Tampoco ayudaba el hecho de que, durante los años veinte y treinta, las evoluciones ideológicas de ambos fueron muy distintas, lo que dio como resultado que, al proclamarse la República, sus posiciones ante el nuevo régimen fuesen dispares. En el caso de Valle-Inclán, que desde los años veinte había demostrado cierta simpatía por la Revolución rusa y por Lenin, su giro hacia la izquierda le había llevado desde el carlismo militante de su juventud hasta un socialismo o un comunismo entendido de una forma muy personal, pues resulta difícil identificarle de forma total con una ideología concreta. Desde este punto de vista, su predisposición a aceptar de buen grado la República es diametralmente opuesta a la de Baroja, cuyo rechazo ante el experimento republicado fue siempre frontal e inequívoco. Lo más curioso de todo es que, llegado el momento, tanto uno como el otro quisieron presentarse como candidatos a las elecciones legislativas de junio de 1931, cosa que, finalmente, Baroja no hizo. Sí que lo hizo Valle-Inclán, quien no llegó a salir diputado, pero —como han demostrado Amparo de Juan y Javier Serrano— no sólo se presentó, sino que lo hizo por dos lugares distintos (La Coruña y Pontevedra) y con dos partidos distintos: el Partido Radical de Alejandro Lerroux y la Candidatura Radical-Agraria, que era una coalición de líderes agrarios pontevedreses y de una de las familias del Partido Radical en la ciudad, escindido en dos grupos (De Juan Bolufer y Serrano Alonso, 2007: 45-57). Por si la animadversión que Baroja sentía por la República y por sus políticos fuese poco, en 1932 se produjo otro incidente muy desagradable para él, cuando, siendo Valle-Inclán vicepresidente del Ateneo (el presidente era Azaña, otro enemigo), recibió la invitación para dar una conferencia sobre su novela Los visionarios, publicada ese mismo año. Lo que, en principio, iba a ser una charla amena, se convirtió, según contó Baroja en sus memorias, en una verdadera encerrona, protagonizada por un grupo de comunistas exaltados y hostiles que boicotearon el debate posterior y le increparon repetidamente, acusándole, poco menos, que de ser un esbirro de la burguesía.
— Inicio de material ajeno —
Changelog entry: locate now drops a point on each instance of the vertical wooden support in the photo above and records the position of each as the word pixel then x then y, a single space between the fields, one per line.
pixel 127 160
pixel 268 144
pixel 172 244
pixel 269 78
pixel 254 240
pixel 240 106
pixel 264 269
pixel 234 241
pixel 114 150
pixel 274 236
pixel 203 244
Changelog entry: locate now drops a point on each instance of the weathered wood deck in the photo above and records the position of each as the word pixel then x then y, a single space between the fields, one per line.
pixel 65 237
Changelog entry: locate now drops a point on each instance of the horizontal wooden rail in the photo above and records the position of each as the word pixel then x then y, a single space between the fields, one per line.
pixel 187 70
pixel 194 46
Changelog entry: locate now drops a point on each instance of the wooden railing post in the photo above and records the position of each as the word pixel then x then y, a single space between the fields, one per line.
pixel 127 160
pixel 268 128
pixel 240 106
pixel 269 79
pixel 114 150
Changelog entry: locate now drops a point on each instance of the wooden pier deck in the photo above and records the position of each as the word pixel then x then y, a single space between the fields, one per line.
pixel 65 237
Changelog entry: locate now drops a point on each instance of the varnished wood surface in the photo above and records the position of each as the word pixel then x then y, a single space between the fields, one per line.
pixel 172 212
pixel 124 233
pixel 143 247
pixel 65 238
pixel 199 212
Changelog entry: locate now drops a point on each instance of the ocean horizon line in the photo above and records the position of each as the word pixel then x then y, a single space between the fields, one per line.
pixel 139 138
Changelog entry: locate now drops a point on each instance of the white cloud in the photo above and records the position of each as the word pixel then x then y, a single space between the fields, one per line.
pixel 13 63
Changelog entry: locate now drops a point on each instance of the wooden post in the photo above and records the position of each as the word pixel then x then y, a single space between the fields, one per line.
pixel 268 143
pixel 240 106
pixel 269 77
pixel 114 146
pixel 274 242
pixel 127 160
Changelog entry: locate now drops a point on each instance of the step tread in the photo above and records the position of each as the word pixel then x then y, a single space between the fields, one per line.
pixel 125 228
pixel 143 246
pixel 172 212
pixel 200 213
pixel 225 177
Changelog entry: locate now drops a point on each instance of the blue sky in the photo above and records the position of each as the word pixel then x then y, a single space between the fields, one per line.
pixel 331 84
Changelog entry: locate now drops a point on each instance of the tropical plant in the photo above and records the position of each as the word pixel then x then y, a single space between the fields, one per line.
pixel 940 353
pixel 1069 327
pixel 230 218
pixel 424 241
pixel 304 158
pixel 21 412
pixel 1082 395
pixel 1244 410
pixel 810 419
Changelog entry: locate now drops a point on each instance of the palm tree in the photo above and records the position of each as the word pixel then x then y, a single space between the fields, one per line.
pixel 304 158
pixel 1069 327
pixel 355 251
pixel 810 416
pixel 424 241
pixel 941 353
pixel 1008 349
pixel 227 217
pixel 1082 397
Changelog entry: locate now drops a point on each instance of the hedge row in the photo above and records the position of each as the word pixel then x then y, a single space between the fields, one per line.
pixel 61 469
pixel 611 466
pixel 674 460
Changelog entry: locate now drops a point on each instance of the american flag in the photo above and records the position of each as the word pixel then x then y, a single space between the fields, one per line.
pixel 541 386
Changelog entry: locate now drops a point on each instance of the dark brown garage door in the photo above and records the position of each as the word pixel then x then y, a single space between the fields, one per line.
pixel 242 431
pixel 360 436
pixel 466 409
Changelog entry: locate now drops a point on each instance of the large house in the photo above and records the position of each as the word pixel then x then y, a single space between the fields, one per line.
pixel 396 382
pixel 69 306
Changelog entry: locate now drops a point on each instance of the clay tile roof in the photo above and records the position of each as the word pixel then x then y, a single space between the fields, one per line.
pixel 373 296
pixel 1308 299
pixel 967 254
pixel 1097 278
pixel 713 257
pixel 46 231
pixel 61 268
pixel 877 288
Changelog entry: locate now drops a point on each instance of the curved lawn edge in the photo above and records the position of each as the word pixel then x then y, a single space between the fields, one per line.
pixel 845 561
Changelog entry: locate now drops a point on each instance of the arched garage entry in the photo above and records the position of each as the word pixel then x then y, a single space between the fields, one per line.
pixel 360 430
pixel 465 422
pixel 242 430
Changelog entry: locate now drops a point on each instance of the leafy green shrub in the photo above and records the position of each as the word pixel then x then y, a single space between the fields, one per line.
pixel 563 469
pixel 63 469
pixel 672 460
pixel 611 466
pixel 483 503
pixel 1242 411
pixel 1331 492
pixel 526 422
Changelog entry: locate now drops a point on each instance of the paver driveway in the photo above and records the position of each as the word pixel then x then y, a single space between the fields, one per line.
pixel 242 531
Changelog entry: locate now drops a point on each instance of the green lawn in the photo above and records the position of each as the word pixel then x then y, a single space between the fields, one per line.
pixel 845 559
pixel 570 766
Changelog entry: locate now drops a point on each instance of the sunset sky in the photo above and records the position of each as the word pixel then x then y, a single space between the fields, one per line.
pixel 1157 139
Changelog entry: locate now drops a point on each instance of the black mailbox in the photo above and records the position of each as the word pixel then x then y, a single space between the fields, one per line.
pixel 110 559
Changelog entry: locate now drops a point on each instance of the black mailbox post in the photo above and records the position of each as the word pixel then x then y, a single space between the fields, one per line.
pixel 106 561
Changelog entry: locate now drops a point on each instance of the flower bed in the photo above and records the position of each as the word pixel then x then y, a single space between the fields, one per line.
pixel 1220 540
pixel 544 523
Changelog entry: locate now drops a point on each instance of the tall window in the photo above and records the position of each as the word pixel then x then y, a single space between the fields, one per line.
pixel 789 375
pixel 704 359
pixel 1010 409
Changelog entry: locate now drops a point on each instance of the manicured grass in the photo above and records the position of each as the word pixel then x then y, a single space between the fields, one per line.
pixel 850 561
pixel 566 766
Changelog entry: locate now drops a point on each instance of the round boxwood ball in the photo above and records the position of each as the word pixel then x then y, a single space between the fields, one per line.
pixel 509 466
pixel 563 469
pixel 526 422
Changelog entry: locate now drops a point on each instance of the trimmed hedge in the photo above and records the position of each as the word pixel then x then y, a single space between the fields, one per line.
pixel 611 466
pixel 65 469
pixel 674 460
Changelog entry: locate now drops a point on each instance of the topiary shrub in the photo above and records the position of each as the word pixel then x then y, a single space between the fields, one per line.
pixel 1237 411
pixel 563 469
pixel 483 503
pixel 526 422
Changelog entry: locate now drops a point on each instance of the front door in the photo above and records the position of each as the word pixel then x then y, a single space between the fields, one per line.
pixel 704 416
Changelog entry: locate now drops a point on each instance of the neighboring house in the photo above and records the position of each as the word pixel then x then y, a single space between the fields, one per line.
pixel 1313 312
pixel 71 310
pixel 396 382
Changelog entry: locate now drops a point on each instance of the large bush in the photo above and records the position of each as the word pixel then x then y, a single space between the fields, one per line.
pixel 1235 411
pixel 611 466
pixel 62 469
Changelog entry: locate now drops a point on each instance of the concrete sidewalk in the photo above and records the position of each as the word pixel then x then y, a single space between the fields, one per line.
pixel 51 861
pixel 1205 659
En cualquier caso, lo que sí parece obvio es que el gobierno de la República y, más concretamente, el ministro de Instrucción Pública, Fernando de los Ríos, tuvieron en cuenta el apoyo de Valle-Inclán, a quien en enero de 1932 nombraron conservador del Patrimonio Artístico Nacional y director del Museo de Aranjuez. Dos cargos de los que, todo hay que decirlo, el gallego dimitió voluntariamente a los pocos meses, sin que ello le evitase las críticas de un Baroja que veía en dichas designaciones discrecionales la alargada mano de Manuel Azaña (con el tiempo, aún pudo adquirir más munición para su particular guerra, pues en marzo de 1933 Valle-Inclán fue nombrado director de la Academia Española de Bellas Artes en Roma). Y es que el enconamiento de Baroja no sólo no se disipó, sino que se mantuvo hasta la muerte de su enemigo e incluso después. Cuando, tras el fallecimiento de Valle-Inclán, el vasco fue invitado por el diario Ahora a participar en unas de las habituales encuestas que la prensa de la época convocaba en tales ocasiones, Baroja le dedicó unas palabras deliberadamente ambiguas, escritas en un tono frío y muy poco cariñoso: «Valle-Inclán era un hombre de pasiones y odios. El que le inspiraba López Pinillos era verdaderamente africano. Exaltado y social al mismo tiempo, era incomprensible en sus ideas. Lo que no puede negarse es su fuerza de voluntad, su energía. Hubiera conseguido cuanto se hubiera propuesto. Yo creo que estaba enfermo desde hace más de cuarenta años y por un esfuerzo titánico hacía la vida que llevaba. Era un carácter» (Baroja, 1936: 6).